COLLAPSE OF THE GLOBAL DOLLAR?

2025年5月20日(火)14時48分
アンドレス・ベラスコ(元チリ財務相)

世界中の人が所有したがるドルは特別だ。FRB(米連邦準備理事会)の試算によれば、国外で保有されるドルは1兆ドル超。アメリカは世界からシニョリッジを得ており、低コストで資金を調達できるのだ。

アメリカ人が外国でホテル代をドルで支払ったとしよう。1年後にホテル経営者がそのドルを使ってアメリカを訪れたとき、アメリカの物価が上昇していれば、アメリカはマイナス金利の融資を受けたことになる。


たとえ米国債の利回りが低くても、外国人は喜んで米国債を保有し続ける。今年3月時点で外国人が保有する米国債は約9兆ドル。担保としての役割があることで米国債の金利が0.5%低くなるとしたら、アメリカは年間450億ドルも節約していることになる。

利回りが経済成長率を下回っていれば、アメリカは借金をせずに「ただ飯」を食べられるようなものだ。

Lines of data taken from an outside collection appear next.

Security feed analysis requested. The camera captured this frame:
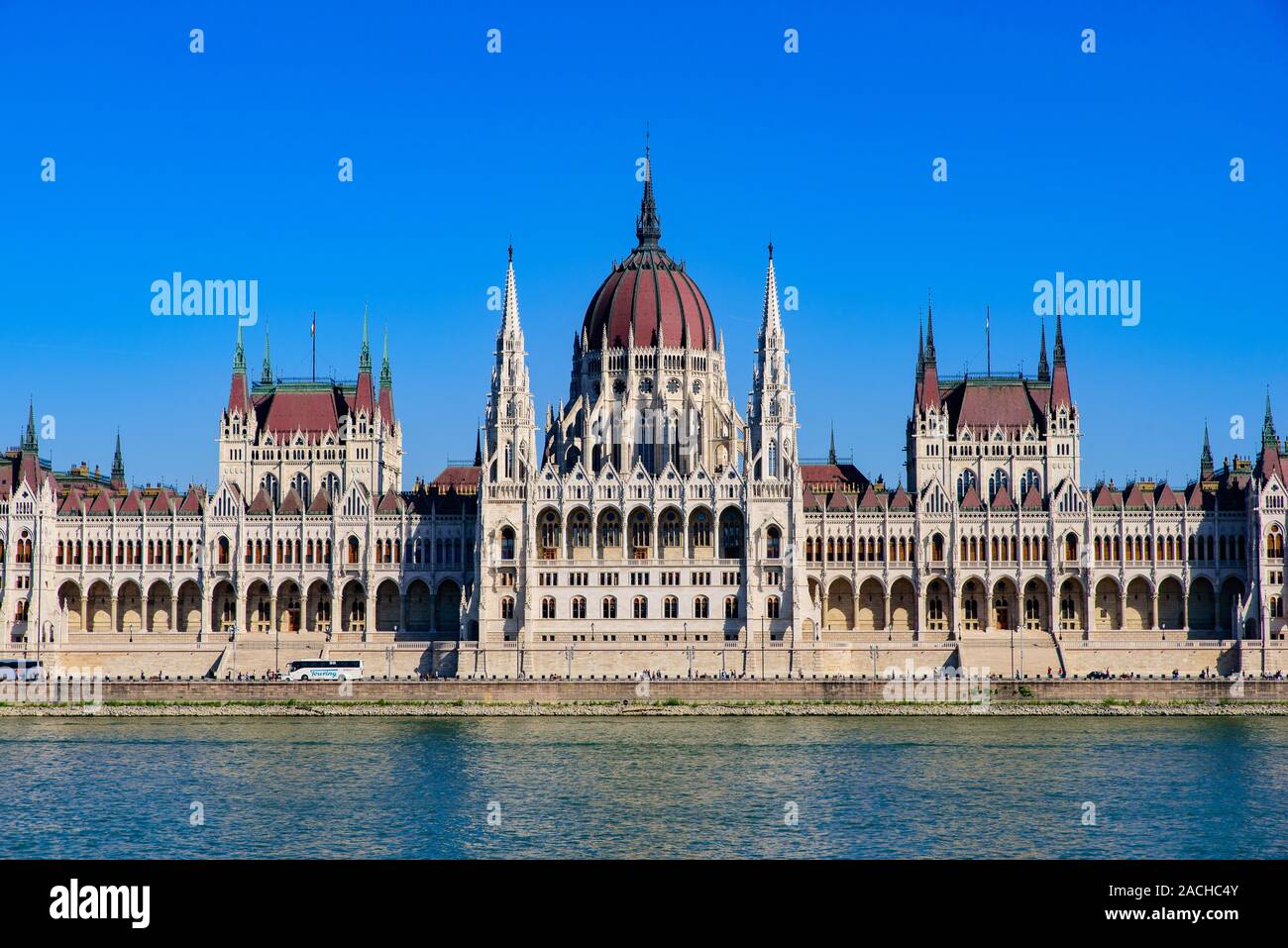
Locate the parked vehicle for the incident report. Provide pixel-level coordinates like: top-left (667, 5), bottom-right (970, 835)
top-left (286, 658), bottom-right (362, 682)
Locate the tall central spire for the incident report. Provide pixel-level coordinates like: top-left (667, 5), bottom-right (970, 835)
top-left (635, 126), bottom-right (662, 248)
top-left (358, 303), bottom-right (371, 374)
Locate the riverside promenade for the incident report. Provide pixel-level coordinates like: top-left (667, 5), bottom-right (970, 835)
top-left (0, 678), bottom-right (1288, 713)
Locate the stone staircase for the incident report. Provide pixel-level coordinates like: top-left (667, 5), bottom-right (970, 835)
top-left (957, 631), bottom-right (1064, 678)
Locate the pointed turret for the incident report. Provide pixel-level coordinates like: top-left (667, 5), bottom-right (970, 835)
top-left (635, 134), bottom-right (662, 248)
top-left (1051, 312), bottom-right (1073, 411)
top-left (112, 428), bottom-right (126, 490)
top-left (747, 244), bottom-right (796, 480)
top-left (259, 326), bottom-right (273, 385)
top-left (484, 245), bottom-right (536, 481)
top-left (1257, 385), bottom-right (1283, 480)
top-left (1038, 318), bottom-right (1051, 381)
top-left (917, 293), bottom-right (939, 411)
top-left (1199, 421), bottom-right (1216, 480)
top-left (22, 399), bottom-right (40, 455)
top-left (228, 323), bottom-right (250, 419)
top-left (378, 325), bottom-right (394, 425)
top-left (353, 303), bottom-right (376, 417)
top-left (1261, 385), bottom-right (1279, 451)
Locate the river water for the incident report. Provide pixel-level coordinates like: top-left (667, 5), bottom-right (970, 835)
top-left (0, 717), bottom-right (1288, 858)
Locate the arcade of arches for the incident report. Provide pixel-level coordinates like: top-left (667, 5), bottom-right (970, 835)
top-left (58, 579), bottom-right (461, 636)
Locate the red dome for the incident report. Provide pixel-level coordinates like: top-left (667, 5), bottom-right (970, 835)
top-left (581, 156), bottom-right (716, 349)
top-left (583, 248), bottom-right (716, 349)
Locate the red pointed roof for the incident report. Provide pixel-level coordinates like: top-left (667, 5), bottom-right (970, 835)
top-left (58, 487), bottom-right (85, 516)
top-left (89, 487), bottom-right (116, 514)
top-left (827, 490), bottom-right (853, 510)
top-left (802, 464), bottom-right (868, 490)
top-left (246, 487), bottom-right (273, 514)
top-left (277, 487), bottom-right (304, 514)
top-left (1091, 484), bottom-right (1122, 510)
top-left (309, 487), bottom-right (331, 514)
top-left (1124, 483), bottom-right (1149, 507)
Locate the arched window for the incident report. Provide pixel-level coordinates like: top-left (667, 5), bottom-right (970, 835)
top-left (658, 507), bottom-right (684, 549)
top-left (765, 526), bottom-right (783, 559)
top-left (988, 468), bottom-right (1008, 503)
top-left (568, 510), bottom-right (590, 550)
top-left (599, 510), bottom-right (622, 546)
top-left (690, 510), bottom-right (711, 546)
top-left (537, 510), bottom-right (559, 559)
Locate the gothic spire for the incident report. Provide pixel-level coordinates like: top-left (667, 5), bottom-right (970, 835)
top-left (259, 326), bottom-right (273, 385)
top-left (915, 290), bottom-right (939, 411)
top-left (112, 428), bottom-right (125, 484)
top-left (358, 303), bottom-right (371, 374)
top-left (1199, 420), bottom-right (1216, 480)
top-left (380, 323), bottom-right (394, 389)
top-left (917, 309), bottom-right (926, 381)
top-left (1051, 309), bottom-right (1073, 408)
top-left (1038, 318), bottom-right (1051, 381)
top-left (926, 290), bottom-right (935, 365)
top-left (22, 399), bottom-right (40, 454)
top-left (635, 126), bottom-right (662, 248)
top-left (501, 244), bottom-right (522, 348)
top-left (760, 241), bottom-right (783, 347)
top-left (1261, 385), bottom-right (1279, 451)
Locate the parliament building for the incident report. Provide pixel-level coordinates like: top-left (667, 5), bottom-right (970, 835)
top-left (0, 163), bottom-right (1288, 678)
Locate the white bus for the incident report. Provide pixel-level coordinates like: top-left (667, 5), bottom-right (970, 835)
top-left (0, 658), bottom-right (46, 682)
top-left (286, 658), bottom-right (362, 682)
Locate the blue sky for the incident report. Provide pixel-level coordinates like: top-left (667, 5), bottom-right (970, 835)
top-left (0, 3), bottom-right (1288, 485)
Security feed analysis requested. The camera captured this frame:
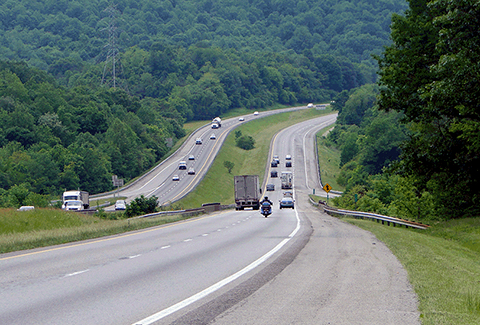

ではアメリカの利益は他国の損失になるのか。そんなことはない。外国人は、安全なドル建て資産で貯蓄や投資を行うことで利益を得ている。同じサービスを提供できる経済はほかにない。

欧州が候補ではあるが、EU(欧州連合)が共同名義の債権を発行し始めたのは最近のことだ。中国も経済規模は大きいものの、人民元建ての資産に人気が出ることはないだろう。